Die Beklagte argumentiert ferner, dass sich aus der Rechtsprechung zu Online-Archiven ein Anspruch der Presse auf Integrität und Vollständigkeit des Archivs ableiten lassen. Unabhängig davon, ob dies zutrifft, kommt dem jedoch im vorliegenden Fall geringere Bedeutung zu, da die entsprechende Ursprungsmitteilung, gegen die sich die Gegendarstellung wendet, nicht mehr abrufbar ist. Das Online-Archiv der Beklagten ist dementsprechend unabhängig von derr weiteren Abrufbarkeit der Gegendarstellung des Klägers bereits unvollständig und schon die Gegenvorstellung für sich ist nur noch in beschränktem Umfang für den Leser verständlich, greift aber dennoch die damals erhobenen Vorwürfe gegen den Kläger für den Leser hinreichend verständlich auf, so dass der Kläger weiterhin mit den Vorwürfen in Verbindung gebracht wird.

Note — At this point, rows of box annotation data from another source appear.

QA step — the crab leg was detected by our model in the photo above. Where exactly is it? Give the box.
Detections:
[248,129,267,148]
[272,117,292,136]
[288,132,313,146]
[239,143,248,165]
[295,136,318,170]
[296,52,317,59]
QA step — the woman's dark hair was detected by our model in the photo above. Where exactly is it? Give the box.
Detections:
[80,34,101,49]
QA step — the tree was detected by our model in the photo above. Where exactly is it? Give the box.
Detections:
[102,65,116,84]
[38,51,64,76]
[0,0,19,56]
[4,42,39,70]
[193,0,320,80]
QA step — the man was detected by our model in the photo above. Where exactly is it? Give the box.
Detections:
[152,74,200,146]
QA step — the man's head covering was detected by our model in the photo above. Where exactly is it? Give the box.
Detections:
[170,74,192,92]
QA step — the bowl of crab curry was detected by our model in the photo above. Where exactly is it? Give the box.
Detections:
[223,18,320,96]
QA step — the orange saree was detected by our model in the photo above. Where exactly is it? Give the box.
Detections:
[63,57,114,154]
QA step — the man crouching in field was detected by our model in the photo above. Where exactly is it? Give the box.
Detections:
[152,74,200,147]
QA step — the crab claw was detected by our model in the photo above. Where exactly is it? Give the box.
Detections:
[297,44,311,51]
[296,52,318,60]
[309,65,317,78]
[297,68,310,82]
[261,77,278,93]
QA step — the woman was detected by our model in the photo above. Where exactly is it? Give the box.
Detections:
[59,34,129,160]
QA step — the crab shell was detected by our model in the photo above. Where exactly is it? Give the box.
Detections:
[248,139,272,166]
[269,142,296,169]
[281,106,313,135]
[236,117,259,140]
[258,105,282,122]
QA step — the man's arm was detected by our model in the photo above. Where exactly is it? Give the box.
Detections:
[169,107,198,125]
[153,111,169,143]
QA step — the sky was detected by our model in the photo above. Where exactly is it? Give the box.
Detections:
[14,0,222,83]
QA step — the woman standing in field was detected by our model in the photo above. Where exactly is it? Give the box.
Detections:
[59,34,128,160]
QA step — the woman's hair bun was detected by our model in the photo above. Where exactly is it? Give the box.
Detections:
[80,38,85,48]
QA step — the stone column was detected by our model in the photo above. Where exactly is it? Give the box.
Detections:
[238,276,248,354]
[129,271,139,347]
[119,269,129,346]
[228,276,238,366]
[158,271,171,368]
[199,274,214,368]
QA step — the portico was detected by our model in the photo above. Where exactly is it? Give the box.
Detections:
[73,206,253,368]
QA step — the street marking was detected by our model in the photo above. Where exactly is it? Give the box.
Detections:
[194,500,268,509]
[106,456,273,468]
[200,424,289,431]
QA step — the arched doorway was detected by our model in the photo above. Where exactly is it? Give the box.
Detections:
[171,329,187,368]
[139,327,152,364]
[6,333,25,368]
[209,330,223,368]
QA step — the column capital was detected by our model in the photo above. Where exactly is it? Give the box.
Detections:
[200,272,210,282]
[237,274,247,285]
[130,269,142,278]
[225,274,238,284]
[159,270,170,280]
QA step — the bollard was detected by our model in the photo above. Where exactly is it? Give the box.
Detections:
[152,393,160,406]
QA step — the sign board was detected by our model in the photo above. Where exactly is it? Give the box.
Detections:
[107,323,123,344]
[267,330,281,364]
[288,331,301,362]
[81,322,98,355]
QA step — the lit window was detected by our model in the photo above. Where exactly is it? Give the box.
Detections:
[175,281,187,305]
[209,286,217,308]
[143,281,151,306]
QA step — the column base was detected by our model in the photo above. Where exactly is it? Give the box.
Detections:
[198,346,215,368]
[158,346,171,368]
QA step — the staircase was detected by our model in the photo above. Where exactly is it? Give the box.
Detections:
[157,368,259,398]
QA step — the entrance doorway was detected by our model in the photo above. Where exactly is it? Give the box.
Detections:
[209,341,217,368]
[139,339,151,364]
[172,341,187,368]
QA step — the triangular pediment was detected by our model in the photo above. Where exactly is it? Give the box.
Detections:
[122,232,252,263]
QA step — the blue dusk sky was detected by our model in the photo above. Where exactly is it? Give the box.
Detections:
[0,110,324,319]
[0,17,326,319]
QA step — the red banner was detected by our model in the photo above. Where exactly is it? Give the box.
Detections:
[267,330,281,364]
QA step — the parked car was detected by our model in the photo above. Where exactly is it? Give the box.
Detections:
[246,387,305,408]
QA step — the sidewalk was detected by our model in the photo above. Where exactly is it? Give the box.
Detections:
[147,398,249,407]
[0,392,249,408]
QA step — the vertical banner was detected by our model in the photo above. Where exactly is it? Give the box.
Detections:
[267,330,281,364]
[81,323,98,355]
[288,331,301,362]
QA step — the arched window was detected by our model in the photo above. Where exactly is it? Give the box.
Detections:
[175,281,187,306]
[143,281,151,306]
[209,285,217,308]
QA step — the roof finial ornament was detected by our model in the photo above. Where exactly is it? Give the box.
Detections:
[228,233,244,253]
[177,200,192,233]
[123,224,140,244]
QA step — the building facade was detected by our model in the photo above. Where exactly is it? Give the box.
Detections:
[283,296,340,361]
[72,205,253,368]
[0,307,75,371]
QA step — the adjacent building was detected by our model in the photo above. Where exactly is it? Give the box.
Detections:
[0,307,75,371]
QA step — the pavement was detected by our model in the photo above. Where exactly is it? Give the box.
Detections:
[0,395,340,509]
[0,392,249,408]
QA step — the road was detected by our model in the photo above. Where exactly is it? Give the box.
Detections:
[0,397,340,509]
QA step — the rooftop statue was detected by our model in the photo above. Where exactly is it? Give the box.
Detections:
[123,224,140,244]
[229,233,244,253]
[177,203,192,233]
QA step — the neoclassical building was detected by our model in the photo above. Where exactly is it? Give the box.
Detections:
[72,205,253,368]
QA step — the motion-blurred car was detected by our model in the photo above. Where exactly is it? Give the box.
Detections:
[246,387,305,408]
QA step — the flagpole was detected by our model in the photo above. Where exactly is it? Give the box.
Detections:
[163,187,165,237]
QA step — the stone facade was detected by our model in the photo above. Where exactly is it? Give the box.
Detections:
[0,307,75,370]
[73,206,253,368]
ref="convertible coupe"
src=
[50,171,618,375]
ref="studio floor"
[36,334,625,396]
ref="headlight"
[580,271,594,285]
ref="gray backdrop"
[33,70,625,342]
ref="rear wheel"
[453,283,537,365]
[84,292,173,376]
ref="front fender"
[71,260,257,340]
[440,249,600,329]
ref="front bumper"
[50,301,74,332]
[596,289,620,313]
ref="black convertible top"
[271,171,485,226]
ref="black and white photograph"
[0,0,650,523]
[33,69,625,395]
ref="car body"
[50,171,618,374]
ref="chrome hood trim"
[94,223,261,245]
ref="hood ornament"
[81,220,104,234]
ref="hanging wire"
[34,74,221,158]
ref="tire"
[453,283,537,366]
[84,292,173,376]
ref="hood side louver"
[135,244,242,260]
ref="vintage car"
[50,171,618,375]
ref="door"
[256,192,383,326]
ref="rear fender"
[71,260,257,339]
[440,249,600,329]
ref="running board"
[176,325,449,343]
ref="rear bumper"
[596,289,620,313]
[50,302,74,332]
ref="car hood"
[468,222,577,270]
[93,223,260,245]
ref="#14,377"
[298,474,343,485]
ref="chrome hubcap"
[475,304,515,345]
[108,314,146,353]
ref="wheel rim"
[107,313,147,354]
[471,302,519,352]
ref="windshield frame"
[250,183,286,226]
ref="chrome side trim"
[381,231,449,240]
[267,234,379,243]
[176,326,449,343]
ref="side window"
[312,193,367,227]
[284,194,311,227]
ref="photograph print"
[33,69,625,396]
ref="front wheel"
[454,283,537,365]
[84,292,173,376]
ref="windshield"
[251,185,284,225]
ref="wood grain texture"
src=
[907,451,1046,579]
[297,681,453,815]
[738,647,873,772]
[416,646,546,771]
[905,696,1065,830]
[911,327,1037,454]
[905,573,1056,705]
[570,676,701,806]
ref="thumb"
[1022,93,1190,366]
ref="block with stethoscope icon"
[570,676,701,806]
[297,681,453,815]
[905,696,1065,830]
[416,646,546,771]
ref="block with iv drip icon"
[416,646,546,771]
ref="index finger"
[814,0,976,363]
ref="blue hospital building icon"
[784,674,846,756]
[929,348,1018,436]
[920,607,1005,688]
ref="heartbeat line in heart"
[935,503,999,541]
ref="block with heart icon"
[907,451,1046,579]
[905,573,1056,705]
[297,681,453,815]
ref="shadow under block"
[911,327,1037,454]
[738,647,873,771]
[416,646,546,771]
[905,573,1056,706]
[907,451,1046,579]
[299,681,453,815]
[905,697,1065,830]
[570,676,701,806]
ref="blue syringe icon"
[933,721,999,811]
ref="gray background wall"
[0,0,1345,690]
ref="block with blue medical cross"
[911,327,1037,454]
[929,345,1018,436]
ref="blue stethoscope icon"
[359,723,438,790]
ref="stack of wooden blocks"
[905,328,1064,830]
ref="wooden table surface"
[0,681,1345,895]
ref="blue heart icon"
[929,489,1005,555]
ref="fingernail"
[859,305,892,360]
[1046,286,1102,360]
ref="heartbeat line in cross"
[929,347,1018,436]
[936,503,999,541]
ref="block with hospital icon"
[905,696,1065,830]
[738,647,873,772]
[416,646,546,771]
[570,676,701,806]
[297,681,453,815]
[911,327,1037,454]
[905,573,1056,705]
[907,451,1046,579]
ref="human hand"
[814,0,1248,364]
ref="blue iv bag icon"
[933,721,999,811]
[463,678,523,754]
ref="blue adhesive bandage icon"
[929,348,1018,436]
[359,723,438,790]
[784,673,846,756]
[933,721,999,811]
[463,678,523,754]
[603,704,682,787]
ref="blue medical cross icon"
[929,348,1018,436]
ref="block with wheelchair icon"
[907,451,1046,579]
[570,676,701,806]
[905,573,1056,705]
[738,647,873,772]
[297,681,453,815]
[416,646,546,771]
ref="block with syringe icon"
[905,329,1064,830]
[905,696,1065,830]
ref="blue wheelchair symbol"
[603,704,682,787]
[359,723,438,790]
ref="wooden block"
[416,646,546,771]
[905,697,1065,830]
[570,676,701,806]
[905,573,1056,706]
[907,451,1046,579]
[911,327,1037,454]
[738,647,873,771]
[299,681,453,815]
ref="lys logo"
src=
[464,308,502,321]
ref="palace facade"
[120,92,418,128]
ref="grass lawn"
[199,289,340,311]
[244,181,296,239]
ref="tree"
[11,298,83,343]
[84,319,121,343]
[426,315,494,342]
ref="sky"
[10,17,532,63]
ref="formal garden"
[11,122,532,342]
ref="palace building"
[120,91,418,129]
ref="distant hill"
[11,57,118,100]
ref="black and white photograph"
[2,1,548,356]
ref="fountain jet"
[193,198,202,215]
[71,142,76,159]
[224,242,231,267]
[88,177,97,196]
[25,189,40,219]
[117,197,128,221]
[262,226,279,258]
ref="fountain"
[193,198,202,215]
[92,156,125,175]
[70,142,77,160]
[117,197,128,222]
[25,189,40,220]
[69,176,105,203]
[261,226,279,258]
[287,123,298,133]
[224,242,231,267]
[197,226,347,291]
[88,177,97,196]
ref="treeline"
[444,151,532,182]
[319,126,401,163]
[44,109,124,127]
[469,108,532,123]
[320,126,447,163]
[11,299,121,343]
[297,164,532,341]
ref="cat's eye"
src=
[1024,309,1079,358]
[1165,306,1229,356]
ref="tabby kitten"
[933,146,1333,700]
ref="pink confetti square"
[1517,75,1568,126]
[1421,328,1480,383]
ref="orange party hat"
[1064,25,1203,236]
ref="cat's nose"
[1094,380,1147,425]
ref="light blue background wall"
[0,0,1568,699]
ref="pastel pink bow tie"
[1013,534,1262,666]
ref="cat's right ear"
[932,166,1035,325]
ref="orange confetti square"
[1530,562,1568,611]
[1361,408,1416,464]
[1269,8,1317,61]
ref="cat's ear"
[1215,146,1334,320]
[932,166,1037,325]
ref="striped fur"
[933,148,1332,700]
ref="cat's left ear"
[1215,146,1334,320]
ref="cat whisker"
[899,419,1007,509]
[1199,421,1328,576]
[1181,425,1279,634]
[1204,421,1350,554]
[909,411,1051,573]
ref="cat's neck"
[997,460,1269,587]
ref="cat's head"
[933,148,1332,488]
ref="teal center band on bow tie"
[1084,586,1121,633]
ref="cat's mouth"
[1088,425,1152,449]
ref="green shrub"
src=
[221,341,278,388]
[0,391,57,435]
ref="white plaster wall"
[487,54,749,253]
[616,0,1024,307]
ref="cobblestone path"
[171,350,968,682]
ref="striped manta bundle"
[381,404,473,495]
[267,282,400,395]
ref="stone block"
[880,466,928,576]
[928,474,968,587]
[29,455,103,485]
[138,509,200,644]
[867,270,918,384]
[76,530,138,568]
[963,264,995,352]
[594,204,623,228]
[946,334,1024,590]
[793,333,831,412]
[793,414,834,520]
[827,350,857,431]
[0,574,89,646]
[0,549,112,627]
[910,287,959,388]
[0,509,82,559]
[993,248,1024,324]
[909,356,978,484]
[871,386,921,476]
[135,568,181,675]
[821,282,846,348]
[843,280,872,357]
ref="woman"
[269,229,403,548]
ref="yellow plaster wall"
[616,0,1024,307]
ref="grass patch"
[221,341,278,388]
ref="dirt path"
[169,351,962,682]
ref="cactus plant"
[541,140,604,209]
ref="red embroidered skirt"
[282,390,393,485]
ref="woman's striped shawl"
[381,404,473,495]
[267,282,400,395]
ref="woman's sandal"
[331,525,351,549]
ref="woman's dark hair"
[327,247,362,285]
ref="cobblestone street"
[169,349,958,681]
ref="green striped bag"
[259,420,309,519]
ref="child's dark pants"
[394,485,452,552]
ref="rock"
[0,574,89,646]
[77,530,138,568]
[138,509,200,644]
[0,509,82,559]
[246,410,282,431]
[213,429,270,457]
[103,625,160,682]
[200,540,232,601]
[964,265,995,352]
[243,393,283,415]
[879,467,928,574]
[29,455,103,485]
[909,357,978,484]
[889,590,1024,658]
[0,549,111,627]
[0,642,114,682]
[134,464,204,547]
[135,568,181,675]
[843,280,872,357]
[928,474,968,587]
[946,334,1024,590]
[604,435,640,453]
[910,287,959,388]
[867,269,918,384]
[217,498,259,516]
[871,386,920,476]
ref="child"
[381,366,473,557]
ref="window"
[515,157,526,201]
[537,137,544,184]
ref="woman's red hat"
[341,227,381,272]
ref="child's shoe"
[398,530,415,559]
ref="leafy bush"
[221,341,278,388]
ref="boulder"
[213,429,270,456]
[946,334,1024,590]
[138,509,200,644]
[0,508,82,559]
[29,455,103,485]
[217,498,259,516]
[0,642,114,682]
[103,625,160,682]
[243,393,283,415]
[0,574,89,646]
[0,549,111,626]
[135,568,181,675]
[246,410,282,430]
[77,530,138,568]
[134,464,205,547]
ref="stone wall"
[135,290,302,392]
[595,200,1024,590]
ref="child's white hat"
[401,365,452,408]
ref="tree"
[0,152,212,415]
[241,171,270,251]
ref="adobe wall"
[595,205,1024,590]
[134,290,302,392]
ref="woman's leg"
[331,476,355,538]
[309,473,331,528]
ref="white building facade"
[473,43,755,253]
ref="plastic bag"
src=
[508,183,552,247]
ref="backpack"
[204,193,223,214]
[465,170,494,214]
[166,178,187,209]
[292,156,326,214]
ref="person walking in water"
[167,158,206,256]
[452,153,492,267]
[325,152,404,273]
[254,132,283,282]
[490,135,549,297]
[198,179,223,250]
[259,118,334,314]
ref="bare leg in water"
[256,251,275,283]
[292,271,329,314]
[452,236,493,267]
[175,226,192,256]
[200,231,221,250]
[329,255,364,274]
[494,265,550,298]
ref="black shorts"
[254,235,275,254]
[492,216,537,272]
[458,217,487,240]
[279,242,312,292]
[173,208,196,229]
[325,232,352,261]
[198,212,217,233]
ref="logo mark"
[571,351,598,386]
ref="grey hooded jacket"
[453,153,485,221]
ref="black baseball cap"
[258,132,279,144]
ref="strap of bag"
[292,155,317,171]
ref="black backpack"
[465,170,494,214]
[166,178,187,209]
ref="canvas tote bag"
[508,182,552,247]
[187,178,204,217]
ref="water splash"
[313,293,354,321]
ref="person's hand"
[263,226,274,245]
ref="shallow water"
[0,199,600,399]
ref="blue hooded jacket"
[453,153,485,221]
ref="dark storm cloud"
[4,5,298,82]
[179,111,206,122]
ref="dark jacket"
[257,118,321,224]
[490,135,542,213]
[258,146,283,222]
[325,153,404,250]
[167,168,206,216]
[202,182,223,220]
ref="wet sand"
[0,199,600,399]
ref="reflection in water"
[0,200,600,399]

Die Kammer erkennt in dem Verhalten des Klägers auch kein widersprüchliches Verhalten im Sinne von § 242 BGB, so dass die entsprechend von der Beklagten erhobene Einrede nicht durchgreift. Der Kläger hat wie oben dargestellt angesichts der Berichterstattung der Beklagten von dem ihm zur Verfügung gestellten Recht auf Gegendarstellung Gebrauch gemacht, das es ihm ermöglcht hat, kurzfristig der Berichterstattung seine Sicht der Dinge entgegenzustellen, hierdurch hat der Kläger aber nicht erklärt, dass seine Erklärung auch dauerhaft und insbesondere unabhängig von der Verfügbarkeit der ursprünglich angegriffenen Mitteilung vorgehalten werden soll. Ferner scheidet ein widersprüchliches Verhalten des Klägers auch schon aus dem Grunde aus, dass sich die Umstände seit der Aufforderung zur ursprünglichen Veröffentlichung der Gegendarstellung maßgeblich geändert haben. Denn zwischenzeitig — und bereits vor langer Zeit — ist ja gerade der Ausgangsbericht von der Beklagten entfernt worden, so dass es nichts mehr gibt, dem der Kläger seine Sicht der Dinge entgegen stellen müsste.